It is almost taken for granted today that plastic surgeons are artists [1]. Our textbooks are often titled “The Art of Plastic Surgery .” Plastic surgery offices may resemble fine art galleries. With some hubris, plastic surgeons cultivate the public perception that we are artists [2]. Goldwyn [2], longtime former editor of Plastic and Reconstructive Surgery , joked about wishing he were wearing a beret and a paint-spotted frock when asked by a patient if he paints in his spare time.

A recent editorial asks plastic surgeons: which type of artist are you, Michelangelo or Da Vinci? [3]. In reality, the talents of these Renaissance artists might not have been well suited for surgery, which is an empirically based discipline with little use for Neo-Platonism . Being one with a universal force is of limited practical use when it comes to deciding how far to undermine a flap or how much fat to inject. No doubt these legends would have lacked humility, a quality bestowed by the hard experience of surgery, which imposes its own set of limitations and unpredictability on the outcome.

Importantly, neither Michelangelo nor Da Vinci was trained in the scientific method. Michelangelo rejected schooling [4]. Guided by a mystical Neo-Platonic philosophy that was in vogue in Florence at the time, Michelangelo famously claimed that he was releasing the beings captured within the stone [5]. Great as he was, few surgeons would want Michelangelo to be their surgeon, chipping away and trying to liberate a human form in their body, believing he was uniquely touched by genius and divinely inspired [1]. It is not reassuring that Michelangelo had no use for measurements, perhaps explaining why David’s hands, particularly the right hand, are disproportionately large, or perhaps that was intentional (at least that is the contemporary spin) [6]. Unfortunately, by considering themselves artists, plastic surgeons may think that evidence-based medicine does not apply to aesthetic surgery. They may believe, if Michelangelo did not measure his results, why should I? [7]

Galileo, a century later, would finally decouple religion and science, famously saying that God would not have given him the capacity for reason if not for him to use it. In doing so, he helped create the scientific method. Remarkably, Galileo had the insight to reject institutional authority, the humility to subject his ideas to experiments, the diligence to see them through, and the courage to risk his life defending unorthodox findings [1]. Galileo revealed the limitations of intuition. For example, it seemed clear to everyone that a heavier object would fall to the ground faster than a light one. Galileo’s experiments disproved that popular notion [8].

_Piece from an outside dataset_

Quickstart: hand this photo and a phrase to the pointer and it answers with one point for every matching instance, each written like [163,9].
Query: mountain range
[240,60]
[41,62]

Artists rely on their intuition as a guide. Scientists are trained to question it, aware that the road to ruin is paved with good intuitions. The famed seventeenth-century mathematician and philosopher René Descartes famously commented that doubt is the origin of wisdom [9]. For example, it may be intuitive that manipulating breast tissue can improve upper pole fullness. Only measurements can prove otherwise [10]. Clinical decision-making based on intuition and first principles remains common today, and the need for scientific validation is no less than it was four centuries ago. Ultimately, intuition must give way to the facts.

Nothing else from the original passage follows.